Kagiso Rabada led the Proteas attack superbly in the absence of a number of more experienced bowlers. Photo: Reuters

Day 2 of 5

South Africa 573/4 dec

Bangladesh 147 and 7/0

BLOEMFONTEIN – The really memorable fielding moments leave you gasping in disbelief.

Jonty Rhodes running out Inzamam ul-Haq in 1992, Ben Stokes catching Adam Voges in the 2015 Ashes and Temba Bavuma’s elastic run out of David Warner in the Perth Test last November, all make for lasting memories.

All of those were game-changing moments too.

Bavuma’s amazing piece of athleticism here on Saturday certainly wasn’t series defining – Bangladesh have been too awful for that – but it will nevertheless remain as one of the highlights of the summer.

It was definitely deflating for the Bangladeshis who endured 120 painful overs in the field in which the Proteas scored at 4.7 runs an over and in particular for their beleaguered captain Mushfiqur Rahim who cut a disconsolate figure at the end of the first day admonishing his bowlers for their failure to utilise what little help there was in the surface after he’d won the toss.

So the sight of Bavuma flying to his right, hanging onto the ball with one hand and then the look of surprise on the fielder’s face that the ball had somehow stuck would have been particularly galling for the Bangladesh skipper.

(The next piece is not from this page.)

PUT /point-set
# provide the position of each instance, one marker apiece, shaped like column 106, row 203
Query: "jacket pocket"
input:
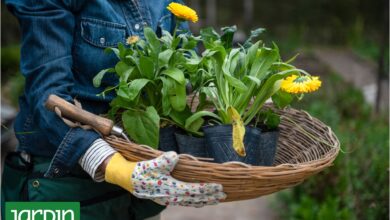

While the South Africans celebrated – which was made up of vigorous shaking and head-rubbing of the fielder – Mushfiqur trudged off, head down, and his future as captain very much in the balance, if reports out of Bangladesh are to be believed.

Missing their best player, Shakib Al-Hasan, they have been devoid of confidence and for the most part strategy in this series. When they did employ a short ball plan on Friday, they were unable to sustain it.

They had no plan when South Africa’s bowlers, better physically equipped to utilise the bouncer, applied that tactic.

Mominul Haque fell to a short one from Duanne Olivier, while Imrul Kayes, Mahmadullah and Sabbir Rahman were undone by their fear of the bouncer.

For all of the touring team’s shortcomings, this young South African attack deserves credit, for being able to take advantage.

Rabada clearly enjoys the extra responsibility of being the attack’s leader and once he’d found his rhythm the Bangladeshis were hopping around.

He moved ahead of Australian off-spinner Nathan Lyon as the year’s leading wicket-taker in Tests on 47 when he removed Sabbir Rahman and he extend his lead with the late dismissals of the gutsy Liton Das for 70 and Rubel Hossain for 10, which also gave him a sixth career ‘five-for’.

Olivier too relished taking the new ball, picking up two wickets in his first spell, though he wasn’t as menacing as Rabada.

Wayne Parnell and his bleached locks made an impact immediately when called upon by Du Plessis as he had Mahmadullah caught behind, but it wasn’t a spell that would have forced the hand of the national selectors.

He didn’t create enough pressure and there were a few too many freebies on offer for the batsmen.

Parnell needs more game time clearly – he had very little coming into this match, but the plethora of injuries suffered by the South African quicks left the selectors with little choice.

South Africa, still in front by a substantial 426 runs, rightly enforced the follow-on when they bowled out Bangladesh 15 minutes before the scheduled close of play.

They will look forward to finishing off this Test and series some time on Sunday.

It’s been a timely boost for the players confidence – particularly the batsmen – following the series loss in England. Tougher challenges await, however.